How the US, and world, could benefit from Brexit

How the US, and world, could benefit from Brexit

Economists around the world generally agree that a Brexit will be damaging to the UK economy and wider European Union (EU) for some time to come, but some believe that it could give the US and the world at large fresh impetus.

When the majority of British voters voted to leave the EU in a referendum last Thursday, global markets lost $3 trillion in paper losses between Friday and Monday, according to S&P Global.

Markets appear to be bouncing back, however, and academics and economists believe that while the damage might be long-lasting to the UK if and when a proper Brexit occurs, the US could benefit.

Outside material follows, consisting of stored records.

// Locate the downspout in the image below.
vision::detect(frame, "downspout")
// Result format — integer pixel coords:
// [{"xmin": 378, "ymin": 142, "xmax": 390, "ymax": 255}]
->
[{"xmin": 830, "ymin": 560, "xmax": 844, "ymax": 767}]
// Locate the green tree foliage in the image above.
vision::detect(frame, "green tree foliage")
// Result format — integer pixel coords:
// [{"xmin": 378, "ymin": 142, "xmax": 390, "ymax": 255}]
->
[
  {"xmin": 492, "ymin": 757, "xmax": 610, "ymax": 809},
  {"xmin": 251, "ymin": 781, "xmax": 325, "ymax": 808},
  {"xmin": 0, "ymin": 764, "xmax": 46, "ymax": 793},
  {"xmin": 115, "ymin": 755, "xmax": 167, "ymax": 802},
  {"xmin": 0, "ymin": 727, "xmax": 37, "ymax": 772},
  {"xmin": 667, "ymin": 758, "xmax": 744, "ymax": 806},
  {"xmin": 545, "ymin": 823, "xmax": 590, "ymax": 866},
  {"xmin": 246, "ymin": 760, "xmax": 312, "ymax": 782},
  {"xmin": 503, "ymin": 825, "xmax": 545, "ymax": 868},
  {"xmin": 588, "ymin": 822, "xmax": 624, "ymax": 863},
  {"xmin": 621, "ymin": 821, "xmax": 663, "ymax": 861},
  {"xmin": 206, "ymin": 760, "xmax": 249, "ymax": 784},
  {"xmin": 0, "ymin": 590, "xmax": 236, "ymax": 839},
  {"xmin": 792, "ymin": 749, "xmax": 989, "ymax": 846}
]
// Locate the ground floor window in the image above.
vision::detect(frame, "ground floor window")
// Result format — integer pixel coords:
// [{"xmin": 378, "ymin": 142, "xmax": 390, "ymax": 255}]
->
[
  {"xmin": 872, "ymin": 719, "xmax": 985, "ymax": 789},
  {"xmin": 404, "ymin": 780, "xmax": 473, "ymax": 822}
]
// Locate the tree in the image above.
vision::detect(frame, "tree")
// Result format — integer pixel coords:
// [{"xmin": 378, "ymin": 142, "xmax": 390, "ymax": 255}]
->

"The big giant is the US and, unlike what most people are saying, I don't think that it's obvious that this is a negative for the US" Alan Blinder, Economics Professor at Princeton University told CNBC on Wednesday.

"For example, I remember the East Asian crisis in 1997-1998 which was bad for the world economy and a lot of people thought it was going to drag down the US but it was the reverse," he said, speaking to CNBC in Sintra, Portugal, where the European Central Bank is holding its annual forum on central banking.

"It's one huge question mark. There is potential(ly) very large downside for the UK and it's hard to imagine any upside. For Europe I think it's a sizable but probably not Titanic(-sized) downside but nobody really knows, it's not like we have a lot of experience with things like that."

He said such uncertainty was bound to deter investment in Western Europe. "If you were a European multinational or a UK one thinking of siting a facility somewhere to serve the world, it's not obvious at all that you go to the EU or UK at all with this gigantic question mark hanging over everybody's head."

Blinder believed that the US Federal Reserve would hold off making another interest rate increase in both July and September, "as these things go, September is a long way off and we'll know a lot more about the world economic reaction to Brexit by September than we do now."

Andrew Sheng, distinguished fellow of Fung Global Institute, a Hong Kong-based global think tank, told CNBC that a Brexit was a "wake-up call to the whole world" and was a reaction against globalisation.

"I think that those people who feel that they don't have enough access to resources and feel that life is unequal to them are blaming globalisation and I think we have to listen to them," he told CNBC in Sintra. "We have to realise that the world has changed very, very fast and people are worried about their jobs, they're worried about immigration and so Brexit is a wake-up call to all of us."

He said he expected to see change as a result of the vote. "People need to realise that during this time of almost traumatic or transformative change such as technology, climate change, migration, terrorism - all these are very confusing and there's where leadership needs to come in and tell people that we have way forward. Then once everyone realises what we have a stake in it (the future), then we'll all move together."